Ready for a twist? Hidden inside the temple are the dreaded "mysterious Mayan temple guards" that protect three specific rooms of the temple. If the frontrunner is caught by a temple guard after entering a room with one inside, he or she has to surrender a Pendant of Life to the guard. If that player is caught a second time, he or she is taken out of the temple, and the other partner has to start at the temple gate and take over. Unless the team had managed to acquire two pendants in the Temple Games, a third temple guard encounter ends the temple run in whole at the moment of capture. The teams can combat this by searching for a hidden half pendant that, when found by the second player, is worth an extra life.

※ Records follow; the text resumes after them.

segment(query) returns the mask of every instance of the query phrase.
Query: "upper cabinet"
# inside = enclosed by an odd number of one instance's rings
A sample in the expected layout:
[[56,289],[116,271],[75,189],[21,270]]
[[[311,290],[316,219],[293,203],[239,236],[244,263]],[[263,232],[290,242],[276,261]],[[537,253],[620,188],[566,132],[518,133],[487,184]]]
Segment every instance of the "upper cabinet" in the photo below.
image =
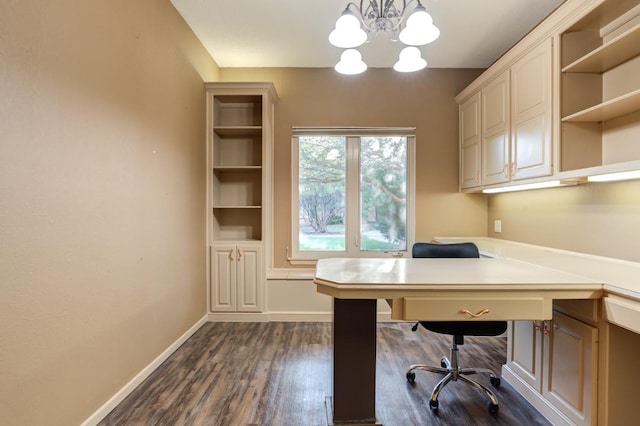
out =
[[480,93],[460,105],[460,188],[480,186]]
[[276,99],[271,83],[207,83],[209,243],[263,241]]
[[637,168],[640,5],[608,0],[560,35],[560,172]]
[[[551,62],[549,39],[460,105],[461,189],[552,174]],[[481,123],[477,136],[476,117]]]
[[509,180],[509,71],[482,89],[482,183]]
[[551,145],[551,54],[548,39],[511,67],[512,180],[553,173]]
[[460,189],[640,170],[639,75],[638,0],[566,0],[456,97]]

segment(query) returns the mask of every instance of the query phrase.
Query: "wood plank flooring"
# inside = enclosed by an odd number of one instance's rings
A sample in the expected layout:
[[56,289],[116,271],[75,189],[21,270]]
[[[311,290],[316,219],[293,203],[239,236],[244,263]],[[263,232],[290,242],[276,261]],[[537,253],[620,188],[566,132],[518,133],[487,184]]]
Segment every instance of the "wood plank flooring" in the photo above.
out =
[[[385,426],[550,424],[505,382],[497,415],[462,382],[445,387],[434,415],[428,399],[440,376],[418,371],[411,385],[405,372],[413,363],[439,365],[449,337],[379,323],[377,343],[376,415]],[[503,337],[469,337],[460,363],[499,374],[505,353]],[[329,323],[207,323],[100,425],[326,426],[331,376]]]

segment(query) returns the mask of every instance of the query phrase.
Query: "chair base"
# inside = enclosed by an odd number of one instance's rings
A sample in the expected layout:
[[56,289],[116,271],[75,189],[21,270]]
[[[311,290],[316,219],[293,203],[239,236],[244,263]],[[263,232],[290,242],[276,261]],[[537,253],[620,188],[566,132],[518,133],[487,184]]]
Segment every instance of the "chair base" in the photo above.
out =
[[473,374],[489,374],[489,380],[491,381],[491,384],[493,385],[493,387],[498,388],[500,387],[500,378],[498,376],[496,376],[494,374],[493,371],[491,371],[488,368],[460,368],[458,367],[458,348],[457,346],[454,344],[451,347],[451,361],[449,361],[449,359],[447,357],[442,357],[440,359],[440,365],[441,367],[434,367],[431,365],[425,365],[425,364],[414,364],[411,367],[409,367],[409,369],[407,370],[407,380],[410,383],[415,382],[415,373],[414,370],[423,370],[423,371],[429,371],[432,373],[437,373],[437,374],[441,374],[444,377],[436,384],[436,386],[433,388],[433,391],[431,392],[431,399],[429,400],[429,407],[434,411],[434,413],[438,412],[438,396],[440,395],[440,392],[442,391],[442,389],[449,383],[449,382],[456,382],[458,380],[461,380],[464,383],[467,383],[471,386],[474,386],[477,389],[480,389],[481,391],[483,391],[487,397],[489,398],[489,412],[492,414],[495,414],[498,412],[499,409],[499,405],[498,405],[498,398],[496,397],[496,395],[493,393],[493,391],[491,391],[489,388],[487,388],[486,386],[476,382],[475,380],[467,377],[467,376],[471,376]]

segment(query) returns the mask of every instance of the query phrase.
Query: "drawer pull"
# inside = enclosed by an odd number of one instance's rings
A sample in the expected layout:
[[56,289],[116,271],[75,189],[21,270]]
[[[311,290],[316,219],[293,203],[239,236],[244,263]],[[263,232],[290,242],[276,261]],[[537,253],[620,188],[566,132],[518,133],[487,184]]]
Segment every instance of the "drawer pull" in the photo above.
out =
[[477,314],[474,314],[473,312],[469,311],[468,309],[461,309],[460,313],[461,314],[467,314],[467,315],[469,315],[470,318],[480,318],[484,314],[488,314],[489,313],[489,308],[485,308],[485,309],[481,310],[480,312],[478,312]]

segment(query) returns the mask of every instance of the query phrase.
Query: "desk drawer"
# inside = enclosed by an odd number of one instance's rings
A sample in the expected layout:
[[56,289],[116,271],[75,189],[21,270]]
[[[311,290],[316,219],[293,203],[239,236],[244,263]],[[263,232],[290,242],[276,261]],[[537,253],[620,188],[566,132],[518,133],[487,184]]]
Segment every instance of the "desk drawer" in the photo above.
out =
[[[405,297],[400,306],[402,318],[398,319],[411,321],[541,320],[551,318],[551,303],[546,302],[543,297]],[[400,306],[398,307],[400,308]]]
[[607,296],[603,300],[607,321],[640,333],[640,302],[615,296]]

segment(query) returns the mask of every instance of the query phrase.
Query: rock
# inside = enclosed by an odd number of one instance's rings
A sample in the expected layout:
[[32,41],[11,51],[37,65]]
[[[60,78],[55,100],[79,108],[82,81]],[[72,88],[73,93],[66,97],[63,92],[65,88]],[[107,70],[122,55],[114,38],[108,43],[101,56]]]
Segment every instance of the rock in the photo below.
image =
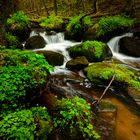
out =
[[140,57],[140,38],[123,37],[120,39],[120,52],[129,56]]
[[66,63],[66,68],[70,70],[81,70],[87,67],[89,64],[88,60],[85,56],[76,57],[75,59],[71,59]]
[[68,49],[72,58],[85,56],[89,62],[100,62],[112,56],[109,47],[98,41],[85,41]]
[[109,100],[102,100],[97,114],[97,130],[101,140],[115,140],[117,108]]
[[41,93],[39,102],[43,106],[53,107],[57,98],[73,98],[78,96],[92,103],[95,100],[89,93],[88,90],[85,90],[84,78],[78,75],[50,75],[47,79],[46,87]]
[[32,36],[29,39],[27,39],[25,43],[26,49],[38,49],[38,48],[44,48],[46,45],[46,42],[42,36],[36,35]]
[[64,62],[64,56],[60,53],[46,50],[37,50],[36,53],[43,54],[49,64],[53,66],[61,66]]
[[12,35],[17,36],[20,42],[24,42],[30,36],[31,29],[28,26],[23,26],[22,28],[18,28],[18,24],[13,24],[9,29],[9,32]]
[[139,76],[123,64],[98,62],[85,68],[84,73],[95,85],[108,85],[115,74],[115,78],[112,83],[115,87],[119,87],[120,89],[125,89],[128,86],[137,89],[140,88]]

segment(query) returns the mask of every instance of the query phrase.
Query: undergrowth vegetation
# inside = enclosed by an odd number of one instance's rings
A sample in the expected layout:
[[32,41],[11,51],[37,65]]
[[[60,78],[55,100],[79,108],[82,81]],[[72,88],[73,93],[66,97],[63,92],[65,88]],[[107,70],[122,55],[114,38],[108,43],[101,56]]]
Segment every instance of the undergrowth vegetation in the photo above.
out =
[[7,19],[7,26],[12,30],[22,30],[29,26],[29,17],[23,11],[18,11]]
[[81,135],[85,139],[99,139],[100,136],[93,127],[93,119],[91,107],[84,99],[62,99],[56,106],[54,126],[56,129],[63,129],[64,136]]
[[58,16],[48,16],[40,21],[40,26],[45,27],[48,30],[62,29],[64,21]]
[[126,29],[134,25],[134,20],[121,15],[102,17],[98,23],[94,25],[96,36],[105,35],[115,29]]
[[42,107],[10,113],[0,122],[0,137],[4,140],[43,140],[51,130],[51,117]]
[[94,84],[104,84],[104,82],[110,81],[115,74],[114,80],[116,82],[133,86],[138,90],[140,89],[140,80],[136,73],[121,64],[106,62],[96,63],[85,68],[84,72],[88,79]]
[[107,56],[107,45],[101,41],[85,41],[68,49],[71,57],[85,56],[89,62],[102,61]]
[[39,96],[40,89],[52,66],[44,56],[29,51],[0,51],[0,113],[30,106]]
[[8,43],[8,47],[9,48],[15,49],[19,45],[19,39],[18,39],[18,37],[12,35],[12,33],[7,32],[5,38],[7,40],[7,43]]
[[82,15],[74,16],[70,18],[66,27],[66,31],[70,36],[81,36],[91,25],[90,16],[82,18]]

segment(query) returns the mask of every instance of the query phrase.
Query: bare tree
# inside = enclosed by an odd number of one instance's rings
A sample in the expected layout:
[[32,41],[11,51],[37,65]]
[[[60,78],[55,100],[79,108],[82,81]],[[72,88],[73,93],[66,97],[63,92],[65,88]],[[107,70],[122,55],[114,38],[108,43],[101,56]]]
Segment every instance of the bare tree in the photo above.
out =
[[0,0],[0,44],[5,44],[5,24],[17,9],[17,0]]
[[57,15],[57,0],[53,0],[53,5],[54,5],[54,13]]

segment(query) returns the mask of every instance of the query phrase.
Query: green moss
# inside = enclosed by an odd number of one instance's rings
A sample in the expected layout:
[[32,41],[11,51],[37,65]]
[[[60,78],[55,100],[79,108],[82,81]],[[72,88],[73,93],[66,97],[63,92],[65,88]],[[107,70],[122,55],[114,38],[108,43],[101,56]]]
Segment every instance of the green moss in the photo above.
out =
[[7,42],[8,42],[8,47],[15,49],[19,45],[19,39],[17,36],[12,35],[11,33],[6,33],[5,36]]
[[[46,127],[43,128],[41,121]],[[46,109],[34,107],[8,114],[0,122],[0,137],[3,140],[34,140],[46,138],[52,130],[51,118]],[[43,132],[43,133],[42,133]]]
[[42,55],[29,51],[5,49],[0,58],[0,113],[31,106],[52,66]]
[[11,30],[23,30],[29,26],[29,17],[23,11],[18,11],[7,19],[7,25]]
[[49,16],[40,21],[40,26],[45,27],[49,30],[62,29],[63,24],[64,24],[63,19],[58,16]]
[[[82,98],[62,99],[57,102],[54,126],[63,129],[63,134],[72,137],[83,136],[85,139],[99,139],[91,122],[93,114],[90,105]],[[82,138],[81,138],[82,139]]]
[[102,61],[107,56],[107,45],[98,41],[85,41],[69,49],[72,57],[85,56],[89,62]]
[[97,81],[111,80],[115,73],[115,81],[126,83],[128,86],[140,89],[138,76],[121,64],[96,63],[85,68],[84,72],[87,74],[88,79],[94,84],[99,84]]
[[74,16],[70,18],[70,21],[66,27],[66,31],[70,36],[83,34],[83,30],[86,31],[91,25],[91,19],[89,16],[83,18],[82,21],[80,19],[82,15]]
[[102,17],[97,24],[95,24],[96,36],[105,35],[115,29],[130,28],[134,25],[134,20],[126,16],[108,16]]

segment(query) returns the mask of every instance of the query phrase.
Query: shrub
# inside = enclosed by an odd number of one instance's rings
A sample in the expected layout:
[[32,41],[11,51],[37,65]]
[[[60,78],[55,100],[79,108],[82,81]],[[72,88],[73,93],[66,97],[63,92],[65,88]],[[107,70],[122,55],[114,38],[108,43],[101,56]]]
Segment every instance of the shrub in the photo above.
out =
[[96,63],[84,69],[87,78],[94,84],[110,81],[115,72],[115,82],[125,83],[128,86],[140,89],[138,76],[121,64]]
[[1,50],[0,58],[1,114],[35,104],[52,66],[29,51]]
[[108,16],[102,17],[97,24],[95,24],[96,36],[105,35],[115,29],[130,28],[134,24],[134,20],[126,16]]
[[[66,135],[72,137],[82,135],[86,139],[99,139],[100,136],[92,125],[93,114],[90,105],[82,98],[62,99],[58,101],[54,116],[54,126],[63,130]],[[79,135],[80,133],[80,135]]]
[[98,41],[85,41],[68,49],[71,57],[85,56],[89,62],[102,61],[107,56],[107,45]]
[[0,45],[0,50],[4,50],[4,49],[6,49],[6,46]]
[[69,35],[81,35],[83,34],[83,31],[86,31],[90,25],[91,25],[91,20],[89,16],[86,16],[82,19],[82,16],[74,16],[70,19],[66,31],[69,33]]
[[[41,121],[45,123],[45,128],[43,128]],[[17,111],[8,114],[0,122],[0,137],[3,140],[43,139],[51,132],[50,123],[51,118],[47,110],[42,107]]]
[[7,19],[7,25],[12,30],[22,30],[29,26],[29,17],[23,11],[18,11]]
[[6,33],[6,40],[8,42],[8,47],[9,48],[17,48],[17,46],[19,45],[19,41],[18,41],[18,37],[12,35],[11,33]]
[[40,26],[49,30],[62,29],[64,21],[58,16],[49,16],[41,20]]

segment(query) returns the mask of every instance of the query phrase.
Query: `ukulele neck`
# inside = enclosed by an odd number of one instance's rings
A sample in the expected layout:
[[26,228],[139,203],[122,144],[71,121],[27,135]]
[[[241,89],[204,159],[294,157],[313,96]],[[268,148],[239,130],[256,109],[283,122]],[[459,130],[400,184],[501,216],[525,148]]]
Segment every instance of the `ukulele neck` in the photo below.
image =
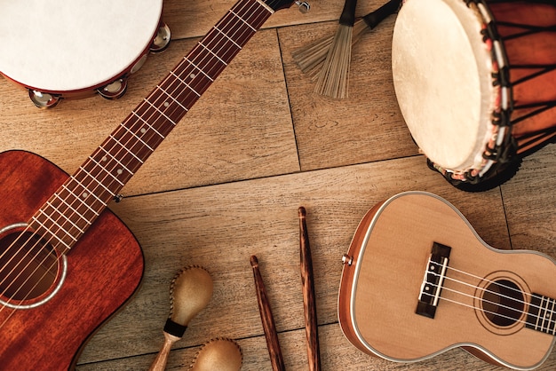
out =
[[28,225],[68,252],[274,11],[240,0],[174,67]]

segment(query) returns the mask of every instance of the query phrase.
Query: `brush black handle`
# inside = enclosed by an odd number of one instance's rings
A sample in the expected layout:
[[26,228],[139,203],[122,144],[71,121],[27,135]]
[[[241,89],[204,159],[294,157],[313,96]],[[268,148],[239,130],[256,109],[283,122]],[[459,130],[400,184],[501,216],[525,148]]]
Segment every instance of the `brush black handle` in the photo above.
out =
[[344,10],[340,15],[340,20],[338,23],[343,26],[353,27],[355,23],[355,6],[357,5],[357,0],[346,0],[344,4]]
[[395,13],[396,11],[400,9],[401,4],[401,0],[390,0],[375,12],[371,12],[364,16],[363,20],[367,23],[370,29],[373,29],[390,14]]

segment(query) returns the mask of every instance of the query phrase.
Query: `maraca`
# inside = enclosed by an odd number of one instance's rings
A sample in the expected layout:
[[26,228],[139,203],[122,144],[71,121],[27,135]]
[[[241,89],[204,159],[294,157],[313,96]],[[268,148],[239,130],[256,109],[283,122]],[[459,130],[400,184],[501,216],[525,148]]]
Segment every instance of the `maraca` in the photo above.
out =
[[212,279],[203,268],[190,266],[176,274],[170,287],[170,316],[164,326],[164,343],[150,371],[166,368],[172,344],[183,336],[189,321],[209,304],[210,296]]
[[218,337],[206,343],[195,355],[190,371],[239,371],[242,348],[232,339]]

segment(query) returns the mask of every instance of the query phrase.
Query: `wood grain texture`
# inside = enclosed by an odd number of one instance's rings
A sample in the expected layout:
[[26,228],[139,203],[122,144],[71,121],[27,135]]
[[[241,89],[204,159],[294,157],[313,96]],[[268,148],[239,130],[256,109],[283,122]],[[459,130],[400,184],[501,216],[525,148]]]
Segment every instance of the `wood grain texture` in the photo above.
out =
[[266,339],[266,347],[268,348],[268,356],[270,357],[270,364],[274,371],[284,371],[284,360],[282,356],[282,349],[280,347],[280,340],[278,340],[278,332],[274,324],[274,317],[272,314],[272,308],[265,281],[258,268],[258,260],[256,256],[250,257],[251,268],[253,269],[253,279],[255,280],[255,291],[257,293],[257,303],[258,304],[258,312],[260,313],[260,320],[265,330],[265,338]]
[[[469,343],[496,363],[521,369],[542,363],[553,336],[525,329],[525,322],[535,323],[527,320],[530,310],[525,304],[511,324],[496,326],[485,313],[500,309],[488,308],[488,301],[496,300],[481,292],[488,282],[507,280],[519,285],[525,303],[533,293],[556,297],[549,283],[556,276],[554,260],[488,248],[451,205],[430,193],[402,193],[369,216],[371,225],[362,223],[350,246],[356,257],[344,265],[341,286],[347,289],[338,301],[340,312],[352,313],[341,326],[348,328],[346,335],[359,348],[391,359],[417,360]],[[415,313],[434,242],[451,250],[432,320]],[[354,275],[346,274],[352,270]]]
[[[172,43],[151,55],[118,100],[62,101],[38,110],[0,79],[0,150],[25,149],[73,172],[233,2],[166,0]],[[377,201],[424,190],[457,206],[487,243],[556,257],[556,149],[527,158],[518,174],[486,193],[454,189],[426,168],[405,127],[392,85],[393,19],[353,49],[351,98],[323,99],[290,51],[335,31],[344,2],[314,0],[307,14],[277,12],[238,54],[139,172],[112,210],[143,248],[137,295],[95,334],[78,370],[147,369],[163,341],[168,285],[183,266],[200,264],[214,296],[174,344],[167,369],[187,369],[216,336],[238,339],[242,370],[270,369],[249,257],[265,272],[284,364],[307,370],[299,285],[297,209],[310,210],[311,247],[323,370],[502,370],[461,350],[401,364],[369,357],[338,324],[341,257],[359,221]],[[381,2],[359,2],[356,14]],[[556,352],[540,369],[556,367]]]

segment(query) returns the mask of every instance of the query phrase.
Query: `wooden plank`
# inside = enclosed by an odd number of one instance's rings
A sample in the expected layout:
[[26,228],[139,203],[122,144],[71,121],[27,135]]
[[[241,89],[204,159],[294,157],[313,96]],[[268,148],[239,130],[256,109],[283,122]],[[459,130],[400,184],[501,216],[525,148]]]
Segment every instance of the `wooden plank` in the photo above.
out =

This half pendant is only hidden if the team wins one and a half pendants in the temple games.
If the team reaches the artifact, all of the doors in the temple instantly unlock, and the temple guards "vanish," at which point the contestant must make a mad dash toward the temple gate. If that player successfully passes through the gate with the artifact in his or her possession, the team has won; however, they have only three minutes to complete the temple run in its entirety, an especially difficult feat taking into effect the unpredictable nature of the many locked doors and dead-ends. (Teams manage to win in roughly 25% of the episodes.) Every winning team wins a vacation, and to console the unsuccessful contestants, smaller prizes are awarded both for entering the temple and reaching the artifact. In my opinion, the Temple Run is the most exciting three minutes on television, even if I have grown to know the outcomes after watching so many episodes.